Nel mirino anche il testo della canzone «Messaggio», con la quale Bakis Beks si era pronunciato contro la presenza delle basi militari in Sardegna. «Non c’è tempo per mediazioni, indennizzi, conciliazioni,questo è un messaggio ai coloni. Basta, fuori dai coglioni!», questo il passaggio incriminato, accompagnato dal dito medio alzato dal rapper. «Non posso accettare l’accusa – ha spiegato il cantante prima dell’udienza – Sono ritenuto colpevole di atti che non ho compiuto, ovvero di aver inveito contro le forze dell’ordine quando in realtà ho soltanto fatto la mia performance contro le basi militari in Sardegna, esprimendo legittimamente la mia opinione». «Ci batteremo contro un’accusa infondata – aggiunge l’avvocata del rapper Giulia Lai – Nella canzone del mio assistito sono state pronunciate parole di opposizione alle politiche militari nell’isola e non insulti contro le forze dell’ordine».

 

Solidarietà al rapper dagli antimilitaristi nuoresi dell’associazione Libertade e dal gruppo Nuoro antifascista, che prima dell’udienza in tribunale hanno promosso un sit-in srotolando uno striscione con la scritta «L’arte non si reprime». «Siamo un bersaglio perché ci opponiamo, anche attraverso la musica, alle politiche militari in Sardegna – denuncia il presidente di Libertade Giampiero Cocco – Ma non ci faremo intimidire. Continueremo a lottare per liberare la nostra terra dalle servitù militari e a stare al fianco di Bakis Becks, a processo per aver espresso le proprie opinioni».

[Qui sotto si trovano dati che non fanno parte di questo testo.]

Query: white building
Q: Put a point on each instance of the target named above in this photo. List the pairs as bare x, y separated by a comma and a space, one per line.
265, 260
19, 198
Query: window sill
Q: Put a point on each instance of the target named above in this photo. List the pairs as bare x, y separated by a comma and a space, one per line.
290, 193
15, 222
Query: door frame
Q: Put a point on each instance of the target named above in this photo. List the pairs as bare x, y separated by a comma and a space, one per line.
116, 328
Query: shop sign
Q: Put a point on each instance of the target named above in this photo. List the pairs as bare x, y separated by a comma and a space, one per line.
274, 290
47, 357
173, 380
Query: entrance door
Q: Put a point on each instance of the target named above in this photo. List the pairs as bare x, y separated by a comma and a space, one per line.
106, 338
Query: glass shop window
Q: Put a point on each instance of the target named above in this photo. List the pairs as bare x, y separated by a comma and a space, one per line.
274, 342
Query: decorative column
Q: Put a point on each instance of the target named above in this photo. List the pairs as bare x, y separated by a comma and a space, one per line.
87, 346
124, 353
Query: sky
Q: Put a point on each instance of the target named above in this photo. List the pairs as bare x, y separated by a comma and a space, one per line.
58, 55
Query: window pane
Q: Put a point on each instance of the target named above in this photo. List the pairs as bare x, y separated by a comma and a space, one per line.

Contro le basi si batte in Sardegna un vasto fronte pacifista e antimilitarista. Sono oltre 35.000 gli ettari di territorio occupati nell’isola dalle forze armate: il 60 per cento di tutte le servitù militari italiane, concentrato in un’unica regione. Per dare un’idea dell’estensione basti pensare che in occasione delle esercitazioni viene interdetto alla navigazione, alla pesca e alla sosta uno specchio di mare di oltre 20.000 chilometri quadrati, una superficie quasi uguale all’estensione dell’intera Sardegna. Quasi tutte le basi sono state attivate dopo la seconda guerra mondiale, in un contesto geopolitico segnato dalla contrapposizione frontale tra Nato e blocco sovietico. Sull’isola ci sono poligoni missilistici (Perdasdefogu), per esercitazioni a fuoco (Capo Teulada), per esercitazioni aeree (Capo Frasca), aeroporti militari (Decimomannu) e depositi di carburanti (nel cuore di Cagliari) alimentati da una condotta che attraversa la città, oltre a numerose caserme e sedi di comandi militari (di esercito, aeronautica e marina). Sono strutture al servizio delle forze armate italiane o della Nato. La base di Capo Frasca (sulla costa occidentale) occupa oltre 1.400 ettari. Le servitù del Salto di Quirra (nella Sardegna orientale) di 12.700 ettari e il poligono di Teulada di 7.200 ettari sono i primi due poligoni italiani per estensione.

L’ultima grande esercitazione militare in Sardegna è iniziata il 3 maggio scorso e ha visto la presenza, sino al 27 dello stesso mese, di più di 4000 effettivi di sette nazioni Nato, con navi, sommergibili, caccia, elicotteri, mezzi anfibi che hanno operato su tutta la costa meridionale dell’isola e sui tratti sud delle coste orientale e occidentale. Alla manovra, cui è stato dato il nome di “Mare aperto”, gli Usa hanno partecipato con il cacciatorpediniere Bainbridge, con la portaerei Harry Truman e con i caccia di stanza a Sigonella.